The human eye can’t possibly see how light washes over a portrait subject when you fire your strobe—the speed of light is simply too fast. But someone actually managed to capture the whole process on camera… nanosecond by nanosecond.
This interesting video demonstration was captured using a technique called SEEC Photography.
Rather than trying to capture the movement of light nano-frame by nano-frame with some insanely fast camera that doesn’t exist, this team developed the SEEC technique (named because it lets you “see” “c”, the commonly used variable that represents the speed of light). Here’s how it works.
While the subject sits very still, they use a pulsed laser to fire extremely short bursts of light at them—much shorter than a strobe used in photography can handle. Then they sync a gated camera to that laser, and have it capture multiple images at a shutter speed of just 100 picoseconds (or .1 nanoseconds) at specific intervals. In this way, they only capture light reflected at a specific point.
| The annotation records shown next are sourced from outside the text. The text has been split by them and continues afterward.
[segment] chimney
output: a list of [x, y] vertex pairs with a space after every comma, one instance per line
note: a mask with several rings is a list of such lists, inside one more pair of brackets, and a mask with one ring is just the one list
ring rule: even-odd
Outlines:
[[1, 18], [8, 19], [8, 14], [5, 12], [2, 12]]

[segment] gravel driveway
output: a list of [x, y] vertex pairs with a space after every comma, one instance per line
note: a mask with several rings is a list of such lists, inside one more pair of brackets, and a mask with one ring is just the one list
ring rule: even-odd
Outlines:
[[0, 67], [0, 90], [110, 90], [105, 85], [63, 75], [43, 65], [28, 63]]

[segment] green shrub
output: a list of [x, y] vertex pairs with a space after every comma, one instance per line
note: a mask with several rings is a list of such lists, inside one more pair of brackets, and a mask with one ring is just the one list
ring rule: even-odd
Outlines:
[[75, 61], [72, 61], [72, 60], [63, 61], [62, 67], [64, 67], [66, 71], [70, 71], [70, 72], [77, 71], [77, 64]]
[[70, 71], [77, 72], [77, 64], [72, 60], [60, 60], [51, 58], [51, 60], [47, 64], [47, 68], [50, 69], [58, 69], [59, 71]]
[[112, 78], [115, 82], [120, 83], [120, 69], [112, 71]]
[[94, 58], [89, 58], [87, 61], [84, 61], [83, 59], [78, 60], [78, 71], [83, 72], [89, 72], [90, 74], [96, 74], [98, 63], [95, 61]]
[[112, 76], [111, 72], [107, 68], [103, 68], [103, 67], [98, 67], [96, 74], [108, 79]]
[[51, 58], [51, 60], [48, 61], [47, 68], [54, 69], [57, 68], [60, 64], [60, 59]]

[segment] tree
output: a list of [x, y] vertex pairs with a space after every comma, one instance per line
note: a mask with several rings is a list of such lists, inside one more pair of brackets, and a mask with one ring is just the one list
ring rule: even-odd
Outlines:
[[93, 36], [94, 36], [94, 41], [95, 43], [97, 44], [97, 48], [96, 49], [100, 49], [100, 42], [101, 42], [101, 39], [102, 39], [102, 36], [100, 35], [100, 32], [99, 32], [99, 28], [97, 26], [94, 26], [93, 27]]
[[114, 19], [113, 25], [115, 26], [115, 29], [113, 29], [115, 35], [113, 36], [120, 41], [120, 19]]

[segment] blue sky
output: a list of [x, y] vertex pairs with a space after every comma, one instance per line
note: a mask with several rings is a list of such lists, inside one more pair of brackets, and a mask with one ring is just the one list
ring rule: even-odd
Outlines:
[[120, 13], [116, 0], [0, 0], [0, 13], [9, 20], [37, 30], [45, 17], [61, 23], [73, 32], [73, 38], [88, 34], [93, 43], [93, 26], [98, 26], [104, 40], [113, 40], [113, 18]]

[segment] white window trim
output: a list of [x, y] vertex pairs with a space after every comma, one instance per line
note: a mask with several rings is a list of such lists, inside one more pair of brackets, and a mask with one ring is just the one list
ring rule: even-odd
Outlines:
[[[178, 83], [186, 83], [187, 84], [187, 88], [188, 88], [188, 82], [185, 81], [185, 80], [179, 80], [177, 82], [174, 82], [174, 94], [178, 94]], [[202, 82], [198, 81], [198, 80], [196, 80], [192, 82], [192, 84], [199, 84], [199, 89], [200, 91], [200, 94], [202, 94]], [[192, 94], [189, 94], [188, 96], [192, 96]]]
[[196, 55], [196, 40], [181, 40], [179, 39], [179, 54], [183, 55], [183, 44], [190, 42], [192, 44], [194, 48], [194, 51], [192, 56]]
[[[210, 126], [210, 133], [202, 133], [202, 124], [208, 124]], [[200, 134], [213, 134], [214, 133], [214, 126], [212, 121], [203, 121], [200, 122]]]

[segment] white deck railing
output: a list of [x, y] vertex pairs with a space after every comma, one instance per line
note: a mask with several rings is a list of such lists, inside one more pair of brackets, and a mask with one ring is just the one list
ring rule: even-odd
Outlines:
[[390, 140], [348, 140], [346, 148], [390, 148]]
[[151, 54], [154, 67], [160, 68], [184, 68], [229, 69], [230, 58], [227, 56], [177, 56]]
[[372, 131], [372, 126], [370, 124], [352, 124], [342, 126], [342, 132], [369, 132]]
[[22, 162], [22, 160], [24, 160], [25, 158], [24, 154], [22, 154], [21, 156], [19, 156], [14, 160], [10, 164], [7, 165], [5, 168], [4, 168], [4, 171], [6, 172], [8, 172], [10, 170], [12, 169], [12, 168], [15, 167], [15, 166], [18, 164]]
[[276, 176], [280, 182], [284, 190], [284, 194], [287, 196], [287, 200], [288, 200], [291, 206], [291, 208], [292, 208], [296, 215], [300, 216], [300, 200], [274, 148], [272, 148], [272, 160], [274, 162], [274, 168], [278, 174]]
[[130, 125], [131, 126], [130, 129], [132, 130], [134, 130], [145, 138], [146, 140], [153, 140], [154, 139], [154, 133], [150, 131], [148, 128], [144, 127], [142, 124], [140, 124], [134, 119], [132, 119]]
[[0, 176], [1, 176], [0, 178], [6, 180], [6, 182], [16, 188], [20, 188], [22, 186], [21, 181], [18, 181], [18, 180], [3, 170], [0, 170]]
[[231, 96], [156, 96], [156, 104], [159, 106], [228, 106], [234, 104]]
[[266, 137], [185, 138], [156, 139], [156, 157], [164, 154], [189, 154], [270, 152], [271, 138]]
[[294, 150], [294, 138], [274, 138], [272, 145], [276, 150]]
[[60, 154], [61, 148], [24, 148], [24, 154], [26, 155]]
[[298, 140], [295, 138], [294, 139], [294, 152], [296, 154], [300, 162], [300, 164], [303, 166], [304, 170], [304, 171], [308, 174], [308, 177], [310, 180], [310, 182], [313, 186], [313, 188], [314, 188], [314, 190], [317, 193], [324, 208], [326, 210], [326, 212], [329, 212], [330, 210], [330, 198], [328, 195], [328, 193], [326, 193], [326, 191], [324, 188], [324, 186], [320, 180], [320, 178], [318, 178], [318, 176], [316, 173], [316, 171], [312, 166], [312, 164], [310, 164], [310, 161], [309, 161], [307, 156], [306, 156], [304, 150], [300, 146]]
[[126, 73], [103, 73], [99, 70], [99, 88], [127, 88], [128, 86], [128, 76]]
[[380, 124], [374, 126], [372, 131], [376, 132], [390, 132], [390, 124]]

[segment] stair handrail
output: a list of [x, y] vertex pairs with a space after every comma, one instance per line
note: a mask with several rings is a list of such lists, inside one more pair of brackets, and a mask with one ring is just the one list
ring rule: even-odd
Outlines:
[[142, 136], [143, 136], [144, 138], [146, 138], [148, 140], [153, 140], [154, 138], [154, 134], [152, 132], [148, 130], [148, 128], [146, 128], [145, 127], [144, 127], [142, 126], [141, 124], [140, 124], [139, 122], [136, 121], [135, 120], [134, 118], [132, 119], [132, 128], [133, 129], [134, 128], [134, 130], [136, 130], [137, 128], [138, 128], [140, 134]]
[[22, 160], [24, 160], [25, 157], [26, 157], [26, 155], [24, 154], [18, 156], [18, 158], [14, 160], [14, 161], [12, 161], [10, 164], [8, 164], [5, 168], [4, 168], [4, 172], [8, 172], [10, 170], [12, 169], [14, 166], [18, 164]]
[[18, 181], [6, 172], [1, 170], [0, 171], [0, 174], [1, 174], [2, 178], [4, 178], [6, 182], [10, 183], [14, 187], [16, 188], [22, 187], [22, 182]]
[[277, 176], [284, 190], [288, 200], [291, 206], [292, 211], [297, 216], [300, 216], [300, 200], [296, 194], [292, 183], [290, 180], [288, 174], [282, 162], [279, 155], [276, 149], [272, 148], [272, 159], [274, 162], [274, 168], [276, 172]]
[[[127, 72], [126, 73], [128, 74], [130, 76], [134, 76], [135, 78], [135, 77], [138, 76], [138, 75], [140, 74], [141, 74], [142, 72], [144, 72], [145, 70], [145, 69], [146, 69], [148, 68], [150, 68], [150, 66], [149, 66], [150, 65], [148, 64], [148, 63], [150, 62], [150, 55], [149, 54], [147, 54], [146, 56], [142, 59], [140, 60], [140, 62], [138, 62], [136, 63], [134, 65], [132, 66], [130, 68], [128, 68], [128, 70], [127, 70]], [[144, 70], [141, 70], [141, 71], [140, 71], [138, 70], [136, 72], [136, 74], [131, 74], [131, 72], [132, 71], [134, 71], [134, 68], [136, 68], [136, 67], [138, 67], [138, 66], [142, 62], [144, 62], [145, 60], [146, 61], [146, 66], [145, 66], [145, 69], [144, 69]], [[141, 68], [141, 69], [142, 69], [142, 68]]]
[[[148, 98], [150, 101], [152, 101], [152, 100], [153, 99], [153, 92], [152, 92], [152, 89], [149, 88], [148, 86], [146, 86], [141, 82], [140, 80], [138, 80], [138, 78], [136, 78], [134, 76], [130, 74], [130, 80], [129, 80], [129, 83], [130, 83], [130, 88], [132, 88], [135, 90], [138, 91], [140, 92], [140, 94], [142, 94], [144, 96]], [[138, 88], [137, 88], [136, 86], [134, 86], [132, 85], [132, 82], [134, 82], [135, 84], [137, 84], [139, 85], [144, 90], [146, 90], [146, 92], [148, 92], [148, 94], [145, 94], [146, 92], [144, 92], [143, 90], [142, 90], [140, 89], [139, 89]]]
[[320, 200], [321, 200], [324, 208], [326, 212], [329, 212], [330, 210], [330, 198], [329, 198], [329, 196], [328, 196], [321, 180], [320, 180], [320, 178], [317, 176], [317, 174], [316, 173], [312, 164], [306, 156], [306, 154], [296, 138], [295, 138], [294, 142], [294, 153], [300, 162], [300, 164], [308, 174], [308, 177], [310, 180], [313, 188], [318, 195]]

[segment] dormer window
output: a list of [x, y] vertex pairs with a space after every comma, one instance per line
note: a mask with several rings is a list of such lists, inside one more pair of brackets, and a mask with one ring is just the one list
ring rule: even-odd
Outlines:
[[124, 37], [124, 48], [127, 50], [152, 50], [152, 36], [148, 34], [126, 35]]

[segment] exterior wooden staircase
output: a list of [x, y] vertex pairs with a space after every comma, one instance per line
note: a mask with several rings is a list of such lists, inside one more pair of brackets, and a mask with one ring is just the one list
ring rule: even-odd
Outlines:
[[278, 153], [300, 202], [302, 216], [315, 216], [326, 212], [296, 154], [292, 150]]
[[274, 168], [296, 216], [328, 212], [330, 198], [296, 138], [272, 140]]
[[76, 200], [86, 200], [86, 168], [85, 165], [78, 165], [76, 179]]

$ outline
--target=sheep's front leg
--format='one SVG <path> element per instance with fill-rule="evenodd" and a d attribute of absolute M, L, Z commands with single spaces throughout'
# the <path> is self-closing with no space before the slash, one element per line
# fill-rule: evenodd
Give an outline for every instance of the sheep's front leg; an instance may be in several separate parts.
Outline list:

The whole process takes a couple of minutes, but it lets them capture these slices of light washing over their subject. When they’re all combined (kind of like a timelapse), this is the final product:
A nanosecond is a billionth of a second, and light travels about one foot for every nanosecond. These timelapse/slowmotion hybrid videos let you watch that process happen; sure, it’s not real time, but it’s as close as you’re going to get for now.